Why are Electric Cars in Norway Trending So Much?

norwegian woman charging an electric car in front of home

Although Norway is an oil country, it is a perfect example of how to transition to electric cars.

Since 1990, Norway has taken specific steps that have led to the fact that as of 2022, over 20% of their cars are electric, which is more than any other country.

In this article, we’ll take a closer look at how did they do it.

How did Norway transform Into an EV Paradise?

First of all, in the 90s, the country exempted all electric cars from import tax, annual tax, and road tolls.

Back then, there were not many electric cars available to buy, so their initiative was quite ahead of its time.

By the end of the century, two domestic electric cars were released in Norway – Th!nk and Buddy.

You could barely drive them for 100 miles and these models were not nearly as popular as modern electric cars, but Norway kept adding more perks for electric cars.

Now, electric cars could park for free, drive on bus lanes, and use ferries for free. Additionally, the registration of electric cars was much cheaper than regular cars, and the VAT for electric cars was 0%.

nissan leaf charging in oslo

In 2011, Mitsubishi iMiEV and Nissan Leaf were launched, and due to the perks provided for electric cars, these models became extremely popular among Norwegian people.

First 10 000 Electric Cars

One year later, there were 10,000 electric cars on the streets of Norway. The parliament decided to continue with those benefits until there were 50,000 electric cars in Norway. Their goal was to achieve this by 2018.

However, in 2013, Tesla entered the Norwegian market, and the Model S became instantly a huge hit. It quickly became the most popular new car model across the whole country.

blue tesla
Tesla Model S.

Two years later, the goal of 50,000 electric cars was achieved. After that, the Norwegian parliament started to cut some of the discounts. For example, electric cars no longer have free parking in most cities.

But still, the number of electric cars kept rising. By 2016, there were already 100,000 electric cars in Norway, and within two years, this number doubled to 200,000 electric cars.

Over 25,000 Charging Stations Across Norway

But where do you charge all those cars? Norway took care of this area as well. Over the last 10 years, the network of charging stations in Norway has tremendously increased. By 2023, there were over 25,000 charging points across Norway.

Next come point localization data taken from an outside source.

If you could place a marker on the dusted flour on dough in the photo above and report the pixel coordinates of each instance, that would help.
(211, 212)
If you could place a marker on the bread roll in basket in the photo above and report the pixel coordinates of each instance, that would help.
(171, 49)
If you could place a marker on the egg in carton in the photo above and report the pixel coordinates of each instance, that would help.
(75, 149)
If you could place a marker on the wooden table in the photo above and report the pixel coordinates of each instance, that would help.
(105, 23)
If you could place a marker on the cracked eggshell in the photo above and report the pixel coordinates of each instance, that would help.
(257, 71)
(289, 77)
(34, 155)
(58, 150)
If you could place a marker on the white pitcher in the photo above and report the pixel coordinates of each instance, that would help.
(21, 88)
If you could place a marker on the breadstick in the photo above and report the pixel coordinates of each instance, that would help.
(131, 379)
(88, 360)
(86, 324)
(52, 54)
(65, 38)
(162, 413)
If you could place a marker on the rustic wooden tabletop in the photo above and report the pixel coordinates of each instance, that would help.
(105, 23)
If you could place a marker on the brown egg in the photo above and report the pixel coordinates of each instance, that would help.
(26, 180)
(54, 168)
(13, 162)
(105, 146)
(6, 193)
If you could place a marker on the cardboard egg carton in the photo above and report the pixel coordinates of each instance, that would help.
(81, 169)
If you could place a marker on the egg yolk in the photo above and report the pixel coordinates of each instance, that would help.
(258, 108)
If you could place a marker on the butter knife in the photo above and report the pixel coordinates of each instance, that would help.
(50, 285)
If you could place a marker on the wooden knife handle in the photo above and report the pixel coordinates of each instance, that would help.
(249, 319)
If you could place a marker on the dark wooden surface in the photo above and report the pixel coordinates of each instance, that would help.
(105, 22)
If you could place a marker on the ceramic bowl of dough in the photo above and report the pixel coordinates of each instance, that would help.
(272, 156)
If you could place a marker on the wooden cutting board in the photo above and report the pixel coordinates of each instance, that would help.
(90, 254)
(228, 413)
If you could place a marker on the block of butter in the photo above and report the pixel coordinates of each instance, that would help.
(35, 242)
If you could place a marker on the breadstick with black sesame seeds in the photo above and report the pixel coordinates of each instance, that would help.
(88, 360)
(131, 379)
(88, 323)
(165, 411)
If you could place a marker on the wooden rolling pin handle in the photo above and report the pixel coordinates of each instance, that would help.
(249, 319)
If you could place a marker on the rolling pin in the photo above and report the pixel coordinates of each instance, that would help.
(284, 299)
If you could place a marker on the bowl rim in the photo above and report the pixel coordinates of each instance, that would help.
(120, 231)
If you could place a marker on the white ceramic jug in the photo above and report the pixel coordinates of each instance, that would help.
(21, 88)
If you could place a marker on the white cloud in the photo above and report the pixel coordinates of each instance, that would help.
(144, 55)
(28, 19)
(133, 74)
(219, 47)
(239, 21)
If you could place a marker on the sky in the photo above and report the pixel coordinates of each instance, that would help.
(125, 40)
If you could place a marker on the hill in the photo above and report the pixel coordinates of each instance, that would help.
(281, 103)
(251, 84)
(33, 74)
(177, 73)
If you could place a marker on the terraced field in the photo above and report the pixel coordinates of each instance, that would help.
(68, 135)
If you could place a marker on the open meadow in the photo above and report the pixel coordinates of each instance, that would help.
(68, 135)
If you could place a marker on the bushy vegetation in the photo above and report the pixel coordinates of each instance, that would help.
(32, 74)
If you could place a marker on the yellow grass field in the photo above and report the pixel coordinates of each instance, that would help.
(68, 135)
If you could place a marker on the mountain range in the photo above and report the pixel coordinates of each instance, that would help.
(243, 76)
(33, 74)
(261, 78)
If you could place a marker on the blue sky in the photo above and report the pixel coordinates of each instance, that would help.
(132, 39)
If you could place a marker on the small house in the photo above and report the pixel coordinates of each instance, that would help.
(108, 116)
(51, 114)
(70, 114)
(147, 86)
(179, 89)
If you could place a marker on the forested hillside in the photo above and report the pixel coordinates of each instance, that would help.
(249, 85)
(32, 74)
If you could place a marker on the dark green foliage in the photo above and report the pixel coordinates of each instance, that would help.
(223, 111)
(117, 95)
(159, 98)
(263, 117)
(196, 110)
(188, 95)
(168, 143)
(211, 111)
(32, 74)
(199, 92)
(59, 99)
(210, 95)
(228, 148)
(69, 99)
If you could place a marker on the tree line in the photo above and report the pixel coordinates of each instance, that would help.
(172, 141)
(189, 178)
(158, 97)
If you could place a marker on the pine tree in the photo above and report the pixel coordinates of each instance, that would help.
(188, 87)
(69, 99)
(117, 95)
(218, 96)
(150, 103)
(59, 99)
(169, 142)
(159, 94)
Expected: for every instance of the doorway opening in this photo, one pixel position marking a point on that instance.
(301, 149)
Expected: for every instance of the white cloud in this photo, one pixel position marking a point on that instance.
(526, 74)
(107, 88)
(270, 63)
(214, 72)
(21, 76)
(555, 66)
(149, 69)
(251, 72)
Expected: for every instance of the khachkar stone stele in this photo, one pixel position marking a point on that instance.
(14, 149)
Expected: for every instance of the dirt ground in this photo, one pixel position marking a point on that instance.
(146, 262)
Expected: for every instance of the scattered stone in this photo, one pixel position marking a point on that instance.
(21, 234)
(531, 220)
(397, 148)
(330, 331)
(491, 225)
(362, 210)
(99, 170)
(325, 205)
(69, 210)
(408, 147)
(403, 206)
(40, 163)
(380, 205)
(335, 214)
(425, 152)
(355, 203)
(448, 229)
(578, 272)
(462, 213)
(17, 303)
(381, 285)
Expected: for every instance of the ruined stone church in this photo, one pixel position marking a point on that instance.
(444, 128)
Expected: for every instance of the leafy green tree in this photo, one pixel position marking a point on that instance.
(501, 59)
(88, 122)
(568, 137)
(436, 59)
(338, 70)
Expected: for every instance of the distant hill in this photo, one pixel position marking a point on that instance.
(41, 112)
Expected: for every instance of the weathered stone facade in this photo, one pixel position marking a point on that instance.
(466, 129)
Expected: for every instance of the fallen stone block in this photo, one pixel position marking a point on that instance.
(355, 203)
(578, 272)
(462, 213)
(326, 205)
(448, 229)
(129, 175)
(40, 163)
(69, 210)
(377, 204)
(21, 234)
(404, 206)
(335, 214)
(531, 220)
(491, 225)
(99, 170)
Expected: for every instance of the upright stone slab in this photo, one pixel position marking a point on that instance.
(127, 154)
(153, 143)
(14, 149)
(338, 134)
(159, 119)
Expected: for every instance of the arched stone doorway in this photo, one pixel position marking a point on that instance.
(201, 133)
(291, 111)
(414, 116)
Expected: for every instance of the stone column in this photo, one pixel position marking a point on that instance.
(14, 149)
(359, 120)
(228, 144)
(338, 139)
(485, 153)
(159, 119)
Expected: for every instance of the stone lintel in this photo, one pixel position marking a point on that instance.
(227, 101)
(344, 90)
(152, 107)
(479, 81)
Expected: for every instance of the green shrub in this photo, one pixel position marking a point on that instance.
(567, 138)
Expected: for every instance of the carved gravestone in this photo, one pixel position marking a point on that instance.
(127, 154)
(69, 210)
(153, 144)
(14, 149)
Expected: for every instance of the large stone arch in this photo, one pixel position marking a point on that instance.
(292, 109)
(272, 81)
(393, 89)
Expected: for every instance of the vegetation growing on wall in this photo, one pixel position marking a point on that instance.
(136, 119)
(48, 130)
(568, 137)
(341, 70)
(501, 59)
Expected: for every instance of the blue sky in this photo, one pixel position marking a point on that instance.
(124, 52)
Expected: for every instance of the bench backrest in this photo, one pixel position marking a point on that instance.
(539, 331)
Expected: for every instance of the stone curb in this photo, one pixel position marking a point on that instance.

electric cars in front of charging station

The fact that there are so many places where you can charge the car has changed the consumption habits of Norwegian people.

About 10 years ago, in families with 2 cars, it was common that one was electric for everyday use. And then they had petrol or diesel car for longer trips.

Nowadays, both cars in these families are electric.

80% of New Cars Bought in Norway in 2022 were Electric

In 2022, there were half a million electric cars in Norway, which means 25% of all cars in the country are electric.

In 2023, the number of electric cars has increased to over 600,000.

One more impressive fact: out of all new cars registered in 2022, about 80% were electric.

Long gone are the days when non-electric cars dominated the sales charts.

The best-selling car in Norway in 2022 was the Tesla Model Y, which sold over 17,000 units.

The next most popular models were the Volkswagen ID.4, Škoda Enyaq, BMW iX, Volvo XC40, and Hyundai Ioniq.

By the way, Hyundai was the first automaker who decided to completely stop selling petrol and diesel cars in Norway.

And from 2025, you can’t register a non-electric car in Norway at all. So if you want a petrol or diesel car, the only way to get it is to buy it from the aftermarket.

How Much Did It Cost for Norway?

Some of you may be wondering, what has all this cost the country of Norway? How much tax revenue would they have collected without those discounts for electric cars?

The estimation is that reaching the first 50,000 electric cars cost the Norwegian government about 4 billion Norwegian kroner, which is about 400 million euros.

Reaching 12 times more electric cars has cost them about 9 billion euros.


clean air in Norway

And what did they get in return?

Much fewer CO2 emissions, cleaner air, and a better environment.

A beautiful green turn from an oil-producing country.